5. Regarding points 5 and 6, your final exam should be clear, clean and presented in a professional manner. Do not provide R output or plots without explanation.
6. Related, and possibly repeating myself, do not provide conclusions that were based on R output or plots without also providing the R output and plots.
Question 1 For this problem use the data set “sat data.csv”.
Load the data into RStudio:
sat_data <-read.csv("https://sites.google.com/site/bsherwood/sat_data.csv",header=T)
This data set contains several variables.
state: The state for the data.
expenditure: The average amount the state spends on each student, in thousands of dollars.
percent taking: The percentage of students in the state that take the SAT exam. total sat score: The average total SAT score.
a) Use a model to test the relationship between state expenditure and SAT scores. Clearly state your null and alternative hypothesis and conclusions.
b) Use a model to test the relationship between state expenditure and SAT scores while controlling for the percent of students taking the exam. Clearly state your null and alternative hypothesis and conclusions.
c) Explain the differences between the two models. If you got different results, which model do you trust and why?
Question 2 You have been transported back in time to 1985 and have been asked to create a model for wages for your company. The company’s policy is to provide equal pay regardless of race, gender, marital status or union membership. Use the wage data used in class to construct a model of wages for this company. Code to read in data set below.
wage_data <- read.csv("https://sites.google.com/site/bsherwood/wage_data.csv")
a) Explain the model you have fit and the steps you have taken to get this final model.
b) What would the model estimate the hourly wages for someone with the following characteristics: (occupation: Sales, sector: Manufacturing, union: no, education: 16, experience: 10, age: 45, gender: male, marital status: yes, race: Hispanic, south: yes).
c) Say you have an exceptional employee, for instance one you would rank at the .975 percentile.

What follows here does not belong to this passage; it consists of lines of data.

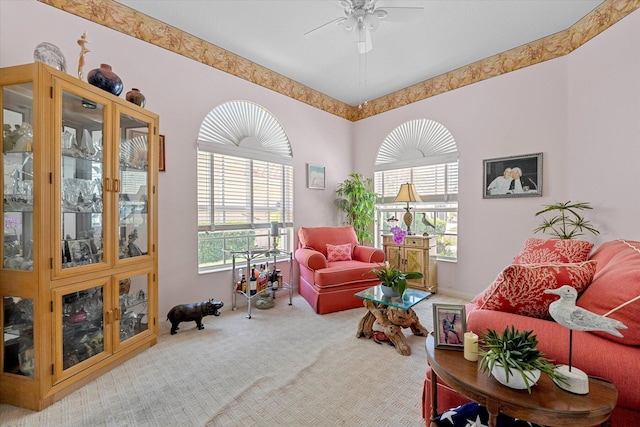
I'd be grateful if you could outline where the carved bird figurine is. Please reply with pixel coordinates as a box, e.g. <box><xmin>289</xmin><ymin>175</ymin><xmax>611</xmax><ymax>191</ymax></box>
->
<box><xmin>422</xmin><ymin>212</ymin><xmax>436</xmax><ymax>230</ymax></box>
<box><xmin>544</xmin><ymin>285</ymin><xmax>627</xmax><ymax>338</ymax></box>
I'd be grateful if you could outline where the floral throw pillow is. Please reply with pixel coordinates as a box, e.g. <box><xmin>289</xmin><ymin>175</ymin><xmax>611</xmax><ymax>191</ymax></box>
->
<box><xmin>474</xmin><ymin>261</ymin><xmax>596</xmax><ymax>319</ymax></box>
<box><xmin>327</xmin><ymin>243</ymin><xmax>351</xmax><ymax>262</ymax></box>
<box><xmin>513</xmin><ymin>238</ymin><xmax>593</xmax><ymax>264</ymax></box>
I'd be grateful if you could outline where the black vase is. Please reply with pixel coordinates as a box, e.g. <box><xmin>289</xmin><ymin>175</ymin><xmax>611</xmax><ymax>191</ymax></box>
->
<box><xmin>87</xmin><ymin>64</ymin><xmax>124</xmax><ymax>96</ymax></box>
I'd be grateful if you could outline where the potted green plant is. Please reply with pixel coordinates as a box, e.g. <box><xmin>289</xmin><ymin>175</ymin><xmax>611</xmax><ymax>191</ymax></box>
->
<box><xmin>533</xmin><ymin>201</ymin><xmax>600</xmax><ymax>240</ymax></box>
<box><xmin>371</xmin><ymin>226</ymin><xmax>423</xmax><ymax>297</ymax></box>
<box><xmin>334</xmin><ymin>173</ymin><xmax>378</xmax><ymax>244</ymax></box>
<box><xmin>478</xmin><ymin>326</ymin><xmax>566</xmax><ymax>393</ymax></box>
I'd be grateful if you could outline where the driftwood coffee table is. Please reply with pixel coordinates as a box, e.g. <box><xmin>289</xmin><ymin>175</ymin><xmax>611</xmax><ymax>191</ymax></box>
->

Would you recommend using the model’s wage for this employee? Why or why not?
Question 3 You have data on annual income and years of education and fit a linear mean regression model to the data and got the following equation for the estimated average annual income given the years of education.
Annual Income = 20,000 + 2,000*(Years of Education) + Error
a) In the data you had a person with 12 years of education and an annual income of $50,000. For the below two questions show work to demonstrate that you know how these values are calculated.
a. Provide the fitted value for this observation.
b. Provide the residual for this observation.
b) Correct the following statement. “I estimate that a person with 10 years of education will have an annual income of $40,000.''
Question 4:The pima data set contains data from 768 adult female Pima Indians leaving near Phoenix. The “faraway” library will need to be installed to access the data set. After the library has been installed use the following commands to access the data set and look at the first 6 entries.
library(faraway)
head(pima)
Use the following command to get a description of the data set and the variables.
help(pima)
a) Fit a model for the probability of getting a positive test given the other variables in the data set. Write down the estimated model.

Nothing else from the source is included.